Thomas Joseph Reiter (March 7, 1940 – April 24, 2022) was an American poet, author, scholar, critic and lecturer. At the time of his death, he was emeritus professor of humanities at Monmouth University, where he had been a professor of English and the Wayne D. McMurray Endowed Chair of the Humanities. Reiter was the author of ten collections of poetry.
Early life and education
Reiter was born on March 7, 1940, in Dubuque, Iowa. He was the third and final child of Gilbert Reiter and Alice (Miller) Reiter. Gilbert was of German ancestry and Alice was of German and French ancestry, her grandparents having emigrated from Alsace Lorraine.[citation needed]
Reiter attended Loras Academy (Dubuque, IA) from which he graduated in 1958. He went on to receive a Bachelors of Arts in English Literature (Magna Cum Laude) from Loras College (Dubuque, IA) in 1962, a Master of Arts in English Literature from the University of Virginia in 1962 on a Woodrow Wilson Fellowship, and a Ph.D. from the University of Massachusetts in 1970, where he wrote his dissertation on poet Glenway Wescott.[citation needed]
In 1968, he joined the faculty of the English department of Monmouth University, and was eventually promoted to associate and then full professor. He also served as Monmouth's poet in residence.[1]
In 1985, Reiter was appointed the Wayne D. McMurray Chair of the Humanities,[2] making him the first recipient of an endowed chair in Monmouth University history.

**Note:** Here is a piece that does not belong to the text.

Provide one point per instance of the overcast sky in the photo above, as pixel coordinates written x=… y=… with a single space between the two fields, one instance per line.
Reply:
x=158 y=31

He served in that position until his retirement in 2005.[3]
Reiter is the author of ten collections of narrative and lyric poems,[2] whose settings were a wide variety of locales such as the Midwest, the prairie, the Mississippi River, the Pine Barrens, and the Caribbean.[4] Reiter's poetic signature and trademark is his vast knowledge of botany,[citation needed] and poet Brendan Galvin referred to him as "probably the finest poet-botanizer since Robert Frost."[5]
Reiter served as the editor of the Cimarron Review.[1]
Reiter retired in 2005 and died on April 24, 2022, at his home in Neptune, New Jersey.
Published works
Reiter is the author of a number of books, and he also frequently contributed to anthologies and magazines.[6][7][8] In 2000, his eighth collection of poetry, Pearly Everlasting, was submitted by Louisiana State University Press for the 2001 Pulitzer Prize in Original Verse.[9]